Still, there was an unmistakable sense of having turned a corner. In his interview, Kelly discusses the inspiration he takes from random people he sees on the New York subway, their movements, and the daily vitality of the city — the kinds of things he’s missed over the years but is excited about. to start observing again. A shoot with the playwright (and former T-copy editor) Mona Mansour reunited her with the cast of her play “The Vagrant Trilogy,” which opens this month, for the first time since shelter-in-place-orders entered production.

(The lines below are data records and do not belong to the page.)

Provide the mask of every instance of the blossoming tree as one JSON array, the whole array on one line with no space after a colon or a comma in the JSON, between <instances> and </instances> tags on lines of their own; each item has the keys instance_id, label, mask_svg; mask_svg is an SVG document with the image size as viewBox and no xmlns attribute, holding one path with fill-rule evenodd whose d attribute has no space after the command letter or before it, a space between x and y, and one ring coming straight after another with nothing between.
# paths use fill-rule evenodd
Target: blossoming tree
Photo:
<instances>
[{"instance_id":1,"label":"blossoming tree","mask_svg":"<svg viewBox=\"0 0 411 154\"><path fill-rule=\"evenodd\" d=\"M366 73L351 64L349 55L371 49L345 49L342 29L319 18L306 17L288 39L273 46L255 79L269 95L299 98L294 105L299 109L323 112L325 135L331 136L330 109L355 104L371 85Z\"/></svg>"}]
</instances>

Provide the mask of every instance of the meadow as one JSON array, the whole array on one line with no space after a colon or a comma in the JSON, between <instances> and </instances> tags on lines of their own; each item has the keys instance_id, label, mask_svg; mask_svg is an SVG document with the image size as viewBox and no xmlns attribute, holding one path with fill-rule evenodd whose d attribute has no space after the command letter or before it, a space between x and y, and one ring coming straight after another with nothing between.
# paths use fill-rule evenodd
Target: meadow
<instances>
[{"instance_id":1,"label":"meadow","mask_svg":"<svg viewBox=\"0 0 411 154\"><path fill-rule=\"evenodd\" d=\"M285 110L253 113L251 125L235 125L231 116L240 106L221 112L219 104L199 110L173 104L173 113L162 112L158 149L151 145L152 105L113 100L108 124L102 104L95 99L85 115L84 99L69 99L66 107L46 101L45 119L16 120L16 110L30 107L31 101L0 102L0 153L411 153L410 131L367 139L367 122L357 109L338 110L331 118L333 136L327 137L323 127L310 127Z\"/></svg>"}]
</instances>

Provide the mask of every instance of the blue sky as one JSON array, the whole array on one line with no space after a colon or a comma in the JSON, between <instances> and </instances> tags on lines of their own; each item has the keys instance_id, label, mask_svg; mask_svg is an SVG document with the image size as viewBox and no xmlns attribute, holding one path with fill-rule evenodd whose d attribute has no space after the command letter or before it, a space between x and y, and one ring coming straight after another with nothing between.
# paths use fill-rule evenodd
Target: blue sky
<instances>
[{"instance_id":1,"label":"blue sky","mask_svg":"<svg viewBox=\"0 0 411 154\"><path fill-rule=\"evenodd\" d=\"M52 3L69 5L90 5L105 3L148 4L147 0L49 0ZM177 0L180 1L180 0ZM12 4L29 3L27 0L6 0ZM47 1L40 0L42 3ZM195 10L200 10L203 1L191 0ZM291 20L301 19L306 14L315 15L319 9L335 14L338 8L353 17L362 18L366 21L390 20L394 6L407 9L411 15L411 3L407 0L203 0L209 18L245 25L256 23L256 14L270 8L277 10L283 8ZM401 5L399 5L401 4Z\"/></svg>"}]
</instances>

Stop 2020 Someone brought booze, and everyone caught up and shared stories.
It’s impossible to say what the future holds for all of us, but by looking at little moments like these — the type generally missing from most magazine profiles — T was able to capture in remarkable detail how it is to live as an artist today, and the resilience people have had to show to continue their work in a period of unprecedented upheaval.
“All of our daily habits have changed immeasurably in the past two years,” said Kurt Soller, a features director at T who edited many of the pieces in this issue. “But reading together about all these different practices, hobbies and routines makes you feel that there isn’t just one way to be an artist — or even to be a more creative person: just different human attempts to make us a through life and through work, whatever it may look like on the outside.”